The current Haar algorithm has been taken from imgSeek program (http://www.imgseek.net). We have rewritten the code to be more C++ like, and interfaced fingerprint computation/queries with the digiKam database (imgSeek uses a serialised binary file as database, not a real SQL database as digiKam).
In the current implementation of digiKam three new tools have appeared:
- A batch fingerprints generator to scan whole collections and record/update all Haar fingerprints to digiKam's database.
- A new Sketch editor to query the database and find images which are similar to a drawn template.
- A new Image Similarity Search tool. You can drag and drop an image from your collection to this area, and digiKam will search all relevant similar images. Instead of using drag and drop, you can also use a new menu entry named "Image/Find Similar".
For both tools, results can be saved in the digiKam database as new virtual search folders.
There are several pending development jobs:- Generating fingerprints on the fly, for example, when we create a new image from an editor or when new images are imported from a camera. Currently, fingerprints need to be generated manually using the batch tool.
- Creating a new tool to find all duplicate images stored in the whole collection (like the Tools/Find Duplicates menu entry). This tool will create a map of images when duplicates are found. The GUI will be composed of a list of main images which have duplicates. This list will be hosted in a new tab named "Duplicates" from the "Fuzzy Search" sidebar. When the user selects an item from the list, the icon view will display all relevant duplicate items. From the icon view, the user can of course delete all unwanted items.

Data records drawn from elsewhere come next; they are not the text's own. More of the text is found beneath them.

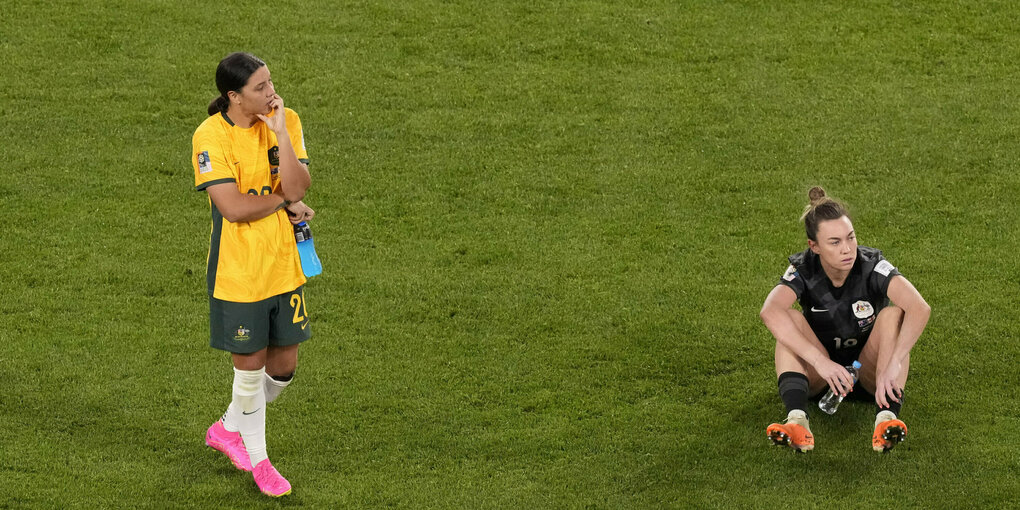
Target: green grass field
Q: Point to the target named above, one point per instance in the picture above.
(548, 228)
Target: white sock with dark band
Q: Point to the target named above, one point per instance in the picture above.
(249, 400)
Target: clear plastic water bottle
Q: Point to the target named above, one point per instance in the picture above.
(310, 264)
(831, 400)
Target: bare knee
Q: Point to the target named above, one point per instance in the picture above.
(282, 360)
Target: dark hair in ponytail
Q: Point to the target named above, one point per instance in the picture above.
(820, 209)
(232, 74)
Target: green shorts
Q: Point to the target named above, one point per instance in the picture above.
(248, 327)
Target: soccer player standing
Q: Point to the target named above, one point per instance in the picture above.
(249, 156)
(844, 291)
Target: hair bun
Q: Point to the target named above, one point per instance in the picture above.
(816, 194)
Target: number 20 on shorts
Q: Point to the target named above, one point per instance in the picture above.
(300, 312)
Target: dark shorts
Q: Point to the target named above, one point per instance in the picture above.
(247, 327)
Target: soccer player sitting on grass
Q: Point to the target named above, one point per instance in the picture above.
(845, 292)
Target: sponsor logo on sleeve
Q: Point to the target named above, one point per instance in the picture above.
(863, 309)
(791, 273)
(204, 166)
(884, 267)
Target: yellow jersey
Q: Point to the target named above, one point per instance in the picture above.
(248, 261)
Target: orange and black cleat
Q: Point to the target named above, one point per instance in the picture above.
(887, 435)
(793, 435)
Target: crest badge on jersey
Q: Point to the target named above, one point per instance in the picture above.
(884, 267)
(791, 273)
(204, 166)
(863, 309)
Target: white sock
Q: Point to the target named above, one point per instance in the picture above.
(884, 416)
(249, 399)
(272, 388)
(230, 418)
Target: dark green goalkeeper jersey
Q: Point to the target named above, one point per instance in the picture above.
(842, 317)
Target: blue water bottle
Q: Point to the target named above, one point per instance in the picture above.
(310, 264)
(830, 401)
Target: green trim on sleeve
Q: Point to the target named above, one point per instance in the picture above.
(203, 186)
(213, 263)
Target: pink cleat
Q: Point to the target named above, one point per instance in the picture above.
(269, 480)
(228, 443)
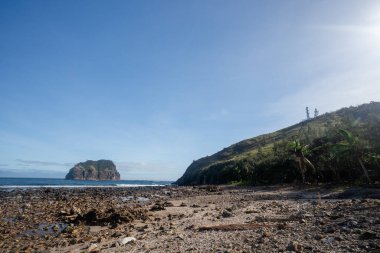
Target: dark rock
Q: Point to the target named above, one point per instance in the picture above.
(226, 214)
(294, 246)
(367, 235)
(94, 170)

- No accuracy info is displayed in the icon view about the relevance of items found with a database query. This requires a lot of changes in the icon view implementation and this will be done after the 0.10.0 release. In fact our current icon view implementation still uses the Qt3 transition classes and pure Qt4 model/view implementations need to be done instead.
Me and Marcel have worked on these implementations over the last 2 weeks. These tools are already suitable as well. Of course, all reports are welcome to improve usability. Some finetuning will be done to the Haar algorithm to optimise searches. All "Fuzzy Searches" tools must be finalised for digiKam 0.10.0.
I'm so surprised by the speed of this tool to query all image fingerprints from database. It's very fast, but sometimes, especially using Sketch tool, the results are a little bit strange...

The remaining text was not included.